Those haunting lines from Neil Young's song, "Old Man" have caught my attention. Young sings,
“Love lost, such a cost.
Give me things that don’t get lost..."
and I am nodding alongside him--as I too want things that don't get lost. I too have wanted the permanent.
What are the types of things that don’t get lost? What treasures do we carry that do not have the potential for wandering, migrating?
Nearly two years ago I wrote that perhaps those people in your life who are your true North are the types that don't get lost. I was thinking about what sticks to you, what stays true through all the changes. A handful of months later, my true North would suddenly die and I would wear that loss like a glove that fits too perfectly, too necessary.
I thought heartbreak was the result of Rob dying. It was not.

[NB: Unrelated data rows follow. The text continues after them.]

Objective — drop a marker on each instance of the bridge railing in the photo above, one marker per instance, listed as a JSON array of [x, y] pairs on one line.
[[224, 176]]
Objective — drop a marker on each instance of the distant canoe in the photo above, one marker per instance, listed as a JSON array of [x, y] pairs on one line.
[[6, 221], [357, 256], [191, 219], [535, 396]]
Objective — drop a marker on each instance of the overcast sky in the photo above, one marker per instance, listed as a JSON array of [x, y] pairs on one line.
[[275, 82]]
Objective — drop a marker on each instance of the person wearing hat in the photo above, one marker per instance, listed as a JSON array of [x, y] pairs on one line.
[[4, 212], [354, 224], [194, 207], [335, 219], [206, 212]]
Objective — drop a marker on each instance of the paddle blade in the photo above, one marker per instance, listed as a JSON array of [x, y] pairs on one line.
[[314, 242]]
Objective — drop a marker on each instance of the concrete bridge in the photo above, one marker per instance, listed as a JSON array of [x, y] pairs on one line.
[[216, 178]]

During the last year, I could not seem to let go of that which was already gone. The second after Rob took his last breath, he was gone from that body. I remember looking at him and thinking, This is not my husband. This is not my Rob. Nonetheless, I looked for him in all that was familiar, sought the comfort of his company when things felt new, and thought if I practiced being really, really good, he would be able to return.
I'll tell you now that the main source of my heartache was not letting go of what was already gone.
Love doesn't get lost--even with death.
It is bone deep.
As Devon would tell me one night when sadness was more pronounced than not-- Dad isn't gone, we carry him with us. He made us.